Qué distintas serían las cosas si Lewis Carroll, en vez de surcar el Támesis en la Inglaterra victoriana, entreteniendo a las hermanas Liddell —en especial a la pequeña Alicia— con una historia de conejos presurosos, niñas extraviadas y reinas obstinadas en cortar cabezas, lo hubiera hecho en nuestro verdoso y contradictorio Mapocho del año 2025. Seguramente sin la nubosidad londinense, pero afecto a los hedores de una descomposición moral tan compleja como creciente.

El autor, sin duda, no se habría inspirado en la rubicunda protagonista que todos conocemos, sino en alguna Alicia empresaria o política, emitiendo boletas ideológicamente falsas o facturas infladas, contribuyendo así al enriquecimiento ilícito, aunque luego fuera exonerada por fiscalías indulgentes o instituciones omisas, dispuestas a olvidar los delitos que erosionan la fe pública.

Si el texto publicado en 1862 hubiera visto la luz en el Chile actual, lejos de describir un País de las Maravillas, estaríamos ante un “País de las Garantías”: un territorio donde los “derechos esenciales” mal entendidos superan a los deberes, y donde la impunidad campea entre la desidia y la injusticia más peligrosa.

En esta tierra, la clásica parodia al té del No Cumpleaños se transformaría en un banquete permanente de elites y capital financiero, donde los comensales extraen del sombrero inagotable colusiones, evasiones tributarias y financiamiento irregular de la política, pagando apenas con multas simbólicas o clases de ética, cuando el pétalo de la justicia apenas logra rozarlos.

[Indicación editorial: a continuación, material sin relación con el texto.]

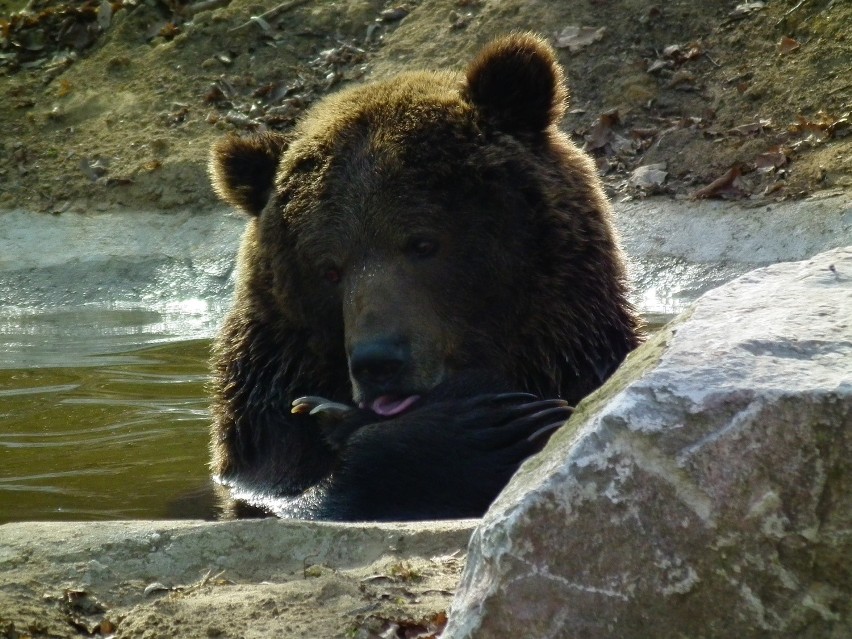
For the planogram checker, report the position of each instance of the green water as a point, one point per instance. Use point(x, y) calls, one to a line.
point(119, 436)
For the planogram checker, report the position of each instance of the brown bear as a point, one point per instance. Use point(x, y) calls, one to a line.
point(429, 276)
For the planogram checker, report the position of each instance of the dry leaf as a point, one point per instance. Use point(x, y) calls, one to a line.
point(787, 45)
point(771, 160)
point(649, 176)
point(574, 38)
point(720, 187)
point(601, 134)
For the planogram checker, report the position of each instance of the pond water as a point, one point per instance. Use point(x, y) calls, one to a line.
point(104, 415)
point(105, 325)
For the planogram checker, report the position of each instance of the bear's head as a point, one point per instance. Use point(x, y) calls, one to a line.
point(414, 229)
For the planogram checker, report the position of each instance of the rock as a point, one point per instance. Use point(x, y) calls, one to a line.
point(705, 491)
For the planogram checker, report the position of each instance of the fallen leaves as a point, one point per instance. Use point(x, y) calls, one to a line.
point(787, 45)
point(575, 38)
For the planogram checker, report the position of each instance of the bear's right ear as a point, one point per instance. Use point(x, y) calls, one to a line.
point(518, 84)
point(243, 169)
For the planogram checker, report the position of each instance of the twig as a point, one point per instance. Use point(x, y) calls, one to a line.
point(284, 6)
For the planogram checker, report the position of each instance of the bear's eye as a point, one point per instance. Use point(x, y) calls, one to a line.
point(331, 275)
point(422, 247)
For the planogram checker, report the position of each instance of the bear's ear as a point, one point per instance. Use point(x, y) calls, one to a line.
point(243, 169)
point(518, 84)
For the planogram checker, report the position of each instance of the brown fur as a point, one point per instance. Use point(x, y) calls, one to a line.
point(526, 279)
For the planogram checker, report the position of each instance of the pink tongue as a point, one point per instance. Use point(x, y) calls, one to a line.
point(387, 405)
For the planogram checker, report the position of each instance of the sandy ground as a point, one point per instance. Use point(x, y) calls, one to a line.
point(110, 106)
point(258, 578)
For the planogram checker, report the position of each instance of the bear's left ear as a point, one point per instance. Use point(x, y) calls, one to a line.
point(243, 169)
point(518, 84)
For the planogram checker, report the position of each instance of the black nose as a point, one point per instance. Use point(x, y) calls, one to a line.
point(378, 363)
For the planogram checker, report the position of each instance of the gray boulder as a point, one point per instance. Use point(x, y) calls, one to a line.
point(705, 491)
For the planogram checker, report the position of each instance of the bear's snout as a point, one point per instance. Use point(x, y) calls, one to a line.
point(378, 365)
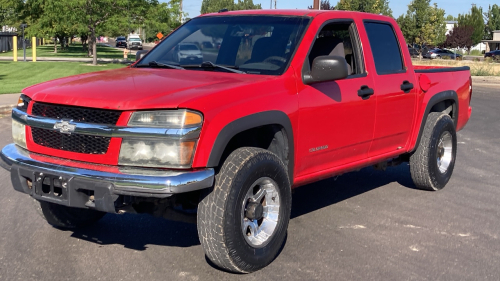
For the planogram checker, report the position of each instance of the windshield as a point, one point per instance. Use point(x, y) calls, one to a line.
point(253, 44)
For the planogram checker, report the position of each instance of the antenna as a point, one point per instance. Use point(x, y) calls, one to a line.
point(180, 14)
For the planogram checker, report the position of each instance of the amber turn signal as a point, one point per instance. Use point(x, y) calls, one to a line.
point(192, 118)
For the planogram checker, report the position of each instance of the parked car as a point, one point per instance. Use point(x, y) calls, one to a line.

Extrañaríamos incluso la personalidad y el carácter de la Reina de Corazones, frente a la tibieza de cierto ex Fiscal Nacional quien sostuvo que “investigar a senadores y diputados puede afectar la democracia”, como si la corrupción no fuese en sí la mayor amenaza para ella. En este País de las Garantías, los juicios se prolongan por años, acumulando fojas y expedientes, transformando lo que en la obra original era una sátira ágil en un mamotreto judicial interminable.

¿Se reiría igual el inefable Gato de Cheshire si en este país los acusadores se vuelven acusados? Así ocurrió con un panadero quillotano denunciado por su propio asaltante, tras haberse atrevido a defenderse. Aquella puerta al “nuevo” sistema penal, que prometía agilidad y justicia, terminó convertida en una máquina de cerrar causas y liberar responsables.

Tal vez Carroll habría encontrado inspiración en tantas otras Alicias —y también en sus versiones masculinas— que hoy integran nuestros colegios y liceos, ejerciendo violencia, bullying y crueldad hacia sus pares más débiles, empujándolos a la deserción o incluso al suicidio, mientras los establecimientos se amparan en la inacción disfrazada de protocolos y “garantías”. Lo mismo ocurre con el maltrato a docentes, tantas veces silenciado por temor o conveniencia.

Quisiera terminar estas líneas sumido no en la ensoñación, sino en el dolor y la rabia. Porque esta reflexión nace de un cuento entrañable. Un relato que quizás leyó aquel niño cuya vida fue cegada hace pocos días por el atropello de dos delincuentes que huían, y cuyos defensores —en perfecta sintonía con este país— exigieron “garantías” por temor a represalias en prisión.

Sin embargo, así como la historia de Alicia ha trascendido y se ha vuelto imperecedera, también los niños que nos dejan jamás mueren del todo. Mantendrán su sonrisa suspendida en el tiempo, recordándonos la urgencia de escribir nuevos párrafos, con esperanza y compromiso social, en un país que aún puede ser de las maravillas, si de verdad queremos hacerlo posible.